SECOND MOYEN DE CASSATION :
Il est fait grief à l'arrêt attaqué d'AVOIR condamné la SAS Dauchez Services à payer à M. X... la somme de 25.000 euros à titre de dommages-intérêts pour licenciement sans cause réelle et sérieuse, ainsi que celle de 2.000 euros au titre de ses frais irrépétibles en cause d'appel ;
AUX MOTIFS QUE la SAS Dauchez Services a notifié son licenciement à M. X... par une lettre du 29 juillet 2006 aux termes de laquelle elle indiquait notamment : « La réorganisation à laquelle nous sommes obligés de procéder du fait de la perte du mandat de gestion entraîne par conséquent la suppression de tous les postes sur le site du 17 avenue Matignon - Paris 8ème et nous a placé dans l'impossibilité de poursuivre votre contrat de travail, ne disposant pas de poste à pourvoir.

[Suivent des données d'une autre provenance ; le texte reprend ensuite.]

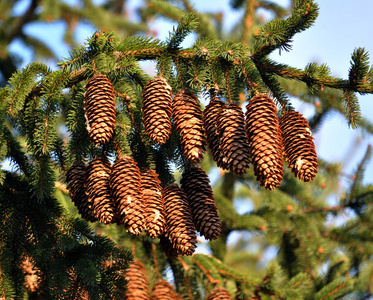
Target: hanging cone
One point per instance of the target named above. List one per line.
(138, 285)
(167, 247)
(233, 143)
(162, 290)
(154, 204)
(219, 293)
(179, 224)
(99, 109)
(75, 178)
(156, 108)
(264, 136)
(32, 274)
(209, 119)
(196, 186)
(98, 190)
(125, 183)
(187, 117)
(299, 148)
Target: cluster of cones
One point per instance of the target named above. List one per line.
(138, 287)
(123, 194)
(233, 138)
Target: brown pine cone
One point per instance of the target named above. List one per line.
(209, 119)
(233, 142)
(179, 223)
(167, 247)
(99, 109)
(75, 178)
(187, 118)
(97, 188)
(138, 284)
(264, 136)
(156, 108)
(196, 186)
(299, 149)
(154, 204)
(219, 293)
(125, 183)
(162, 290)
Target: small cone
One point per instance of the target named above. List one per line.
(187, 117)
(98, 190)
(125, 183)
(99, 109)
(233, 143)
(209, 119)
(264, 136)
(196, 186)
(219, 293)
(299, 149)
(154, 204)
(32, 274)
(75, 178)
(167, 247)
(138, 285)
(156, 108)
(179, 224)
(162, 290)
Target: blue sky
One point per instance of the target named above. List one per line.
(342, 26)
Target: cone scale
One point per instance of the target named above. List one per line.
(265, 142)
(99, 109)
(299, 148)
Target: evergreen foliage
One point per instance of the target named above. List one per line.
(47, 252)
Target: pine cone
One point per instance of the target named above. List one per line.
(233, 143)
(179, 224)
(187, 117)
(167, 247)
(264, 136)
(75, 178)
(299, 149)
(99, 109)
(196, 186)
(98, 190)
(125, 183)
(209, 119)
(162, 290)
(219, 293)
(156, 108)
(138, 285)
(32, 274)
(154, 204)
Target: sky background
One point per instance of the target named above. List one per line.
(342, 26)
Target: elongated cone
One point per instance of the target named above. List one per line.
(156, 108)
(233, 142)
(138, 284)
(264, 137)
(98, 190)
(162, 290)
(75, 178)
(219, 293)
(99, 109)
(154, 204)
(125, 183)
(209, 120)
(187, 117)
(179, 224)
(196, 185)
(299, 149)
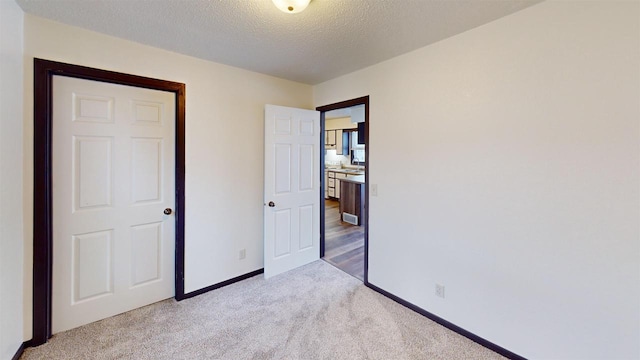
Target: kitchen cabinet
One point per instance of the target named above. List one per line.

Nous avons donc recherché un éventuel reclassement auprès de nos interlocuteurs extérieurs habituels, toutefois nous n'avons malheureusement pas pu parvenir à votre reclassement. » ; que la SAS Dauchez Services prétend combattre le moyen pris de ce que la lettre de rupture est insuffisamment motivée ; mais que la lettre de licenciement pour motif économique doit mentionner celle des raisons économiques prévues par la loi invoquée par l'employeur et son incidence sur l'emploi ou le contrat de travail du salarié licencié ; qu'à défaut le licenciement est dépourvu de cause réelle et sérieuse ; et qu'en l'espèce la lettre de licenciement n'énonce aucune des raisons économiques prévues par la loi, l'employeur se bornant à faire état de la nécessité de procéder à une réorganisation du fait de la perte du mandat de gestion et de la suppression corrélative de tous les postes sur le site du 17 avenue Matignon ; qu'en application de l'article 1232-6 du code du travail, il s'ensuit que le licenciement de M. X... est dépourvu de cause réelle et sérieuse ;
ALORS QUE si la perte d'un marché ne constitue pas en elle-même une cause de licenciement, l'impossibilité avérée de proposer au salarié un changement d'affectation rendu nécessaire par cette perte, constitue un motif réel et sérieux de licenciement ; qu'il résulte des constatations de l'arrêt que la lettre de licenciement de M. X... énonçait que « la réorganisation à laquelle nous sommes obligés de procéder du fait de la perte du mandat de gestion entraîne par conséquent la suppression de tous les postes sur le site du 17 avenue Matignon - Paris 8ème et nous a placé dans l'impossibilité de poursuivre votre contrat de travail, ne disposant pas de poste à pourvoir. Nous avons donc recherché un éventuel reclassement auprès de nos interlocuteurs extérieurs habituels, toutefois nous n'avons malheureusement pas pu parvenir à votre reclassement » ; qu'ainsi la lettre de licenciement faisait état de la suppression de poste consécutive à la perte de marché et de l'impossibilité de reclassement du salarié dans l'entreprise ; qu'en décidant cependant que le licenciement de M. X... était dépourvu de cause réelle et sérieuse, la cour d'appel a violé l'article L. 1232-6 du Code du travail.